Ce qui caractérise Béranger entre ceux de nos poëtes contemporains les plus justement célèbres, c’est d’avoir tous les traits purs du génie poétique français, de reproduire en plein ce génie dans tous les sens, d’y atteindre naturellement par tous les bouts : bon sens, esprit, âme, il réunit en lui ces qualités éminentes dans une mesure complète, auparavant inconnue, mais qui ne pouvait se rencontrer que chez nous. À lire nos autres poëtes vivants, on sent toujours, même chez les plus instinctifs, quelque chose qui transporte ailleurs, qui nous jette en d’autres contrées, en d’autres souvenirs, qui rappelle que Pétrarque et le Tasse ont gémi, que Goethe et Byron sont venus. Chez Béranger, rien de tel : et toutefois il est autant contemporain du siècle, autant avancé dans l’avenir, qu’aucun.
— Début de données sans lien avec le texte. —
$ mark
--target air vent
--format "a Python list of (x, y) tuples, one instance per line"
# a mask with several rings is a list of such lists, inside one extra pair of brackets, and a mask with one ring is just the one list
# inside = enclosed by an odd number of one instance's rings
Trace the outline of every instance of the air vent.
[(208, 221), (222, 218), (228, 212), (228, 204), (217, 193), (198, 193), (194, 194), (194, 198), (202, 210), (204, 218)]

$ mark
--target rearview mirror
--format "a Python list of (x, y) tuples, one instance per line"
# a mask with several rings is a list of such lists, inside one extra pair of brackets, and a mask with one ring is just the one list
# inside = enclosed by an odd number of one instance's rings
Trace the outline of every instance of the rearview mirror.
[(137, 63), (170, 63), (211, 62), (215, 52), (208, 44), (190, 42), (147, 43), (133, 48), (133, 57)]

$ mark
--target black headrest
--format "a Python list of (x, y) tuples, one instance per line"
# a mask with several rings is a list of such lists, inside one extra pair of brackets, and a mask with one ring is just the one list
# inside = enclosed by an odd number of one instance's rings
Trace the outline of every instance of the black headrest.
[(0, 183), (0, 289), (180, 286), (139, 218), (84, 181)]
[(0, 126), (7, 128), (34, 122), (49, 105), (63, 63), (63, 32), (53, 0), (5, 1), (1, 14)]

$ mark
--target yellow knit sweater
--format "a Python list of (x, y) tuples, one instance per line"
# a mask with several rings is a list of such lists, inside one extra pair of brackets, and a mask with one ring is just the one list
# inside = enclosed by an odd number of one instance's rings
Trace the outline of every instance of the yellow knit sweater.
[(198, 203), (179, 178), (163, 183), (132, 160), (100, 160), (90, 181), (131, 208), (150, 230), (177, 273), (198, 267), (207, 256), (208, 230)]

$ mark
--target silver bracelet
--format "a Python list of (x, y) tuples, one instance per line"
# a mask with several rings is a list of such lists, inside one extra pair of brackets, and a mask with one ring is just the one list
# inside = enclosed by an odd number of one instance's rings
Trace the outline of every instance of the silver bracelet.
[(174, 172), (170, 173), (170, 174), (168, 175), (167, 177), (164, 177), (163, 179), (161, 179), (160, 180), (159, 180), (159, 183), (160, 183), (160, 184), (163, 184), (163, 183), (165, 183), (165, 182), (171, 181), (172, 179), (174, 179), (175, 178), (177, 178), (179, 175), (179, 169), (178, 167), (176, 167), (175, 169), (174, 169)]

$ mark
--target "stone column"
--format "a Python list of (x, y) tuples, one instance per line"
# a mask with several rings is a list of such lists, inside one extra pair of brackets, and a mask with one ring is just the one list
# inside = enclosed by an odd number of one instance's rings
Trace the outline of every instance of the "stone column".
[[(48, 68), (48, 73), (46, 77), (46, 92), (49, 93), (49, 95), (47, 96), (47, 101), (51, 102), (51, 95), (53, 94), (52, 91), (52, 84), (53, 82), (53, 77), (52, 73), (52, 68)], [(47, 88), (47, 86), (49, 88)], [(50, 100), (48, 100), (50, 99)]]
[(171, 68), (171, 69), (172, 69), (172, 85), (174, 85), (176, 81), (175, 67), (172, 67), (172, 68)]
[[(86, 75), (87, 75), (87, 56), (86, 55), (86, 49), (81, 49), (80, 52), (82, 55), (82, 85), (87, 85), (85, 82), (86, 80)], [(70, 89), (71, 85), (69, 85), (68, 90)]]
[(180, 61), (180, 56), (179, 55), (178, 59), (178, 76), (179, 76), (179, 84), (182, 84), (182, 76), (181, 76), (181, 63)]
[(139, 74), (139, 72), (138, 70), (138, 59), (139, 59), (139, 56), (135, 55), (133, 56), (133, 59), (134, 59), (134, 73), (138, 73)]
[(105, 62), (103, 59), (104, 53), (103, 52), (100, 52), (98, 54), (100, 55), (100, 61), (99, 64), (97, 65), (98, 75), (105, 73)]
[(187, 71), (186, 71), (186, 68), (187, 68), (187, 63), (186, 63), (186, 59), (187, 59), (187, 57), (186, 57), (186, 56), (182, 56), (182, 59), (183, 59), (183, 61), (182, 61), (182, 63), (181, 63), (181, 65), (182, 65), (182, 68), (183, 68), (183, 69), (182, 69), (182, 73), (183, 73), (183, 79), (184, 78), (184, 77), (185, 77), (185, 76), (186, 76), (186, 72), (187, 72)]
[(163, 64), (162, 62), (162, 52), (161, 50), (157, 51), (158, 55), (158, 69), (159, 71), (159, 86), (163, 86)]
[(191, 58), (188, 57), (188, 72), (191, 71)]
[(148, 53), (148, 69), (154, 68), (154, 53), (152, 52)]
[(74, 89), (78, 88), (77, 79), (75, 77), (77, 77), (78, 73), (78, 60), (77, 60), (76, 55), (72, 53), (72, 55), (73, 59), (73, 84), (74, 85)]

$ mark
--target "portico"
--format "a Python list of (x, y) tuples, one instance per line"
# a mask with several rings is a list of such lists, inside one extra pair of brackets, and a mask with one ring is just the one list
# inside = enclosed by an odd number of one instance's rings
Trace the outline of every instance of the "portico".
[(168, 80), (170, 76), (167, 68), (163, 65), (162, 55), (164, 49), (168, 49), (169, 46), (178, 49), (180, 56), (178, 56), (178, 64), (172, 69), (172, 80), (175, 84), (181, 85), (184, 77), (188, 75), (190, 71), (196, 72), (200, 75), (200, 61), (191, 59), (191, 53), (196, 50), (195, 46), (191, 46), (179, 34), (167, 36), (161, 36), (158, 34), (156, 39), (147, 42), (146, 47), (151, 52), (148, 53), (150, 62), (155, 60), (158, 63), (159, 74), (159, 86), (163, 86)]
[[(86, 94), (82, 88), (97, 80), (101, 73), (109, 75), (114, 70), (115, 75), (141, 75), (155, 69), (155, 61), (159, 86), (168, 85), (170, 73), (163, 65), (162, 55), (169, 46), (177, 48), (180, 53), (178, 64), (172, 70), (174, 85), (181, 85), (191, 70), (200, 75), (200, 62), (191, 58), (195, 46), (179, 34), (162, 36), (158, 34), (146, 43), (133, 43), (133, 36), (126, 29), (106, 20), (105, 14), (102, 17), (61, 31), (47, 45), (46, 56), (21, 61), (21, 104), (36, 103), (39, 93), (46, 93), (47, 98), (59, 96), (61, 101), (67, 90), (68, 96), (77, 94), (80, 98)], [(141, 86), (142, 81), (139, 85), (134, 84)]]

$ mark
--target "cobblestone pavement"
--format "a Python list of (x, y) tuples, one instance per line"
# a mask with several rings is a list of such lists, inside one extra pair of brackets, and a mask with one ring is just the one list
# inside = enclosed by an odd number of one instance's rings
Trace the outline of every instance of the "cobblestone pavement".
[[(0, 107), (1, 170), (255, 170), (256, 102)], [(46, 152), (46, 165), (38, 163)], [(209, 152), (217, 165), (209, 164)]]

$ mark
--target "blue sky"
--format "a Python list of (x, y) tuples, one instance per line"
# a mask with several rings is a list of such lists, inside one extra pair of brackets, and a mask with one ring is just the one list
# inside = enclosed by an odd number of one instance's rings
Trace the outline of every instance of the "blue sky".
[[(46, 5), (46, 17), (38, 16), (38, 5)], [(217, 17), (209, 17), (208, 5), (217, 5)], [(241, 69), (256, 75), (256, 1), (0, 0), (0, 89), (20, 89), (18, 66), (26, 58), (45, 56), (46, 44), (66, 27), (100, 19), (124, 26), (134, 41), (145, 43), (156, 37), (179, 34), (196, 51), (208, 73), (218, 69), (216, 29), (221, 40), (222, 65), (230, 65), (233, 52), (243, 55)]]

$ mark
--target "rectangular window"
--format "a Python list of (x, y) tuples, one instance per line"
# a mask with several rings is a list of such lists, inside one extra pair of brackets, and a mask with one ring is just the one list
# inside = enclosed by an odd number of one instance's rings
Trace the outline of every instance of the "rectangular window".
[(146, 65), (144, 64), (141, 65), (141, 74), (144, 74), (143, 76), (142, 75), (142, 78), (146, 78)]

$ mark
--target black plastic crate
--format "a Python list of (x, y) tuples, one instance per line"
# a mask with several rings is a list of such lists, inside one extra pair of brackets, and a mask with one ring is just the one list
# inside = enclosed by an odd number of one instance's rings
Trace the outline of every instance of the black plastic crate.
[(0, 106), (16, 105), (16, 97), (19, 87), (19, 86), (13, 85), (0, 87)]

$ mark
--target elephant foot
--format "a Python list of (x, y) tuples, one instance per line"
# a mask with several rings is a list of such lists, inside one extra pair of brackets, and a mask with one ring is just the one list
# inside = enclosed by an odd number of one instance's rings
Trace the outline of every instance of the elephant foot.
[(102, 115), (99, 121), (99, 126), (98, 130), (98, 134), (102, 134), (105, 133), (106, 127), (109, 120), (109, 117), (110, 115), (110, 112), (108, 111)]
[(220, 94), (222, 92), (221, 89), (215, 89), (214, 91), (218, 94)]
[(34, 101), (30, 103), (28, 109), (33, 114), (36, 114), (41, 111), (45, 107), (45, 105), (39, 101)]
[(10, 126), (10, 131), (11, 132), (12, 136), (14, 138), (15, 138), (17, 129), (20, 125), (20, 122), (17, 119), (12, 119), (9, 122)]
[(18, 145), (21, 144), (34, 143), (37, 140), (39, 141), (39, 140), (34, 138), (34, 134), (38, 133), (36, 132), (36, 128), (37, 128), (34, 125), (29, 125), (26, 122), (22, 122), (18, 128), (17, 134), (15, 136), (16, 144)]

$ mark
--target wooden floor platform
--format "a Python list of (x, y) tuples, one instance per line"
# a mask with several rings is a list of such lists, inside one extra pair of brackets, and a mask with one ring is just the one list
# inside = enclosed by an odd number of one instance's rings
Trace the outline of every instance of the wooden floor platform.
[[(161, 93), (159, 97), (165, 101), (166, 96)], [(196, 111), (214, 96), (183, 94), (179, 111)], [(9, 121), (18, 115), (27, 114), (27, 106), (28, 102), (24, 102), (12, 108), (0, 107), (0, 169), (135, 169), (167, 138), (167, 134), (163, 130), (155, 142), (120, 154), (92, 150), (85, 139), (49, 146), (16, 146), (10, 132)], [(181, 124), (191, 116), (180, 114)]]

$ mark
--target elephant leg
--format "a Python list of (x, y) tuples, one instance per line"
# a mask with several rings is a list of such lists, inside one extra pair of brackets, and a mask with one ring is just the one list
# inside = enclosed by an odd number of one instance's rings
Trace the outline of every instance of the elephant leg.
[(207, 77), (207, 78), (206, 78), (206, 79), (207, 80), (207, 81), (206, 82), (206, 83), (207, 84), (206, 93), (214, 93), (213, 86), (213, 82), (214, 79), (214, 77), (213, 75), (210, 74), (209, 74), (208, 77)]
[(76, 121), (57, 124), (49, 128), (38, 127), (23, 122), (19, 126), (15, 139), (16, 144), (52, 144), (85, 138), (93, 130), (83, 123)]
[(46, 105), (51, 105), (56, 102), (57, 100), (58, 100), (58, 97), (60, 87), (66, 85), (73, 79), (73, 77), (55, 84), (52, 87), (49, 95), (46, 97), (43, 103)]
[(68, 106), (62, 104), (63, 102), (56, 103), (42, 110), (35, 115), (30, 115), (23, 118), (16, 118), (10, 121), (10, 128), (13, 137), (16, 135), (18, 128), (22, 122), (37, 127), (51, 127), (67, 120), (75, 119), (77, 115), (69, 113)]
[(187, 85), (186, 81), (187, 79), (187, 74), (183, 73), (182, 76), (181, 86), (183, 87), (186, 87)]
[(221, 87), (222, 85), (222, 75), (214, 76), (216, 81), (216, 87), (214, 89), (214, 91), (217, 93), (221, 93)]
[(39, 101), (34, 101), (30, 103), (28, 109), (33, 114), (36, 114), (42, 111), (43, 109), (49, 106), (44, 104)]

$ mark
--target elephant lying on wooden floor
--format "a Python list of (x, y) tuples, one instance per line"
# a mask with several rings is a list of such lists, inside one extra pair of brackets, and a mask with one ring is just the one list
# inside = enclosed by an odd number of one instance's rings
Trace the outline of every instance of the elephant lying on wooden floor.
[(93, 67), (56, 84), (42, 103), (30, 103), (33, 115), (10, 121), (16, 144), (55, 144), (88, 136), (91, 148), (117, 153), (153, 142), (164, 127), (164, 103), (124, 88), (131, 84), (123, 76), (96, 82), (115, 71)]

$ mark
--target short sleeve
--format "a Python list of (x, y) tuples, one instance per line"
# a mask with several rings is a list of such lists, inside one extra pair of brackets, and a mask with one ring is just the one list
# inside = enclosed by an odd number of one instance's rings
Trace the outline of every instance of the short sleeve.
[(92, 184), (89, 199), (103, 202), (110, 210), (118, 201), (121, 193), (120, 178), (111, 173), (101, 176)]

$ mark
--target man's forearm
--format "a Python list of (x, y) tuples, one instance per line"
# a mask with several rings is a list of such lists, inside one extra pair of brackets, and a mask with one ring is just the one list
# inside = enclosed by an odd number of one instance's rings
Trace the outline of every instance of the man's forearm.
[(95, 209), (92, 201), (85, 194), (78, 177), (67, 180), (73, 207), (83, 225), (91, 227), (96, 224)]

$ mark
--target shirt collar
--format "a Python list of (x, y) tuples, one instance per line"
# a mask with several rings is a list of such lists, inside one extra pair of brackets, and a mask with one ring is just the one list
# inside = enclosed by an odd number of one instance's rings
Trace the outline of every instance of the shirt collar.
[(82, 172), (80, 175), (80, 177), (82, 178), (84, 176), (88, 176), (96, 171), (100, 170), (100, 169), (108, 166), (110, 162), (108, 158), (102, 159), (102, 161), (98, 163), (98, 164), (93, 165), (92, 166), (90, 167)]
Il n’a guère fait dans sa vie, je crois, de plus long voyage que celui de la rue Montorgueil à Péronne ou peut-être à Dieppe, et en vérité il n’a pas eu besoin d’en voir davantage. La Fontaine n’en a pas plus fait ; Boileau était allé, au plus loin, jusqu’à Namur, et Racine jusqu’à Uzès. Béranger tient au terroir ; la nature qu’il peint à la dérobée et qu’il aime, ce sont nos cantons fleuris, notre joli paysage entrecoupé, des vignes, des bois, de petites maisons blanches, Passy, même Surène. Son amour inconstant et un peu sensuel dans sa tendresse en est resté à la bonne vieille mode de nos aïeux, à la mode de ma Mie et du bon roi Henri, avant la nouvelle Héloïse et Werther. Je reconnais, dans sa Lisette, la petite-fille de Manon, ou de cette Claudine que courtisa La Fontaine . Quant au dieu de Béranger, c’est un dieu indulgent, facile, laissant beaucoup dire, souriant aux treilles de l’abbaye de Thélème , n’excommuniant pas l’abbé Mathurin Regnier, pardonnant à l’auteur de Joconde, même avant son cilice ; c’est un dieu comme Franklin est venu s’en faire un en France, comme Voltaire le rêvait en ses meilleurs moments, lorsque, d’une âme émue, il écrivait : Si vous voulez que j’aime encore… Théologie, sensibilité, peinture extérieure, on voit donc que chez Béranger tout est vraiment marqué au coin gaulois : qu’on ajoute à cela un bon sens aussi net, aussi sûr, mais plus délié que dans Boileau, et l’on sentira quel poëte de pure race nous possédons, dans un temps où nos plus beaux génies ont inévitablement, ce semble, quelque teinte germanique ou espagnole, quelque réminiscence byronienne ou dantesque.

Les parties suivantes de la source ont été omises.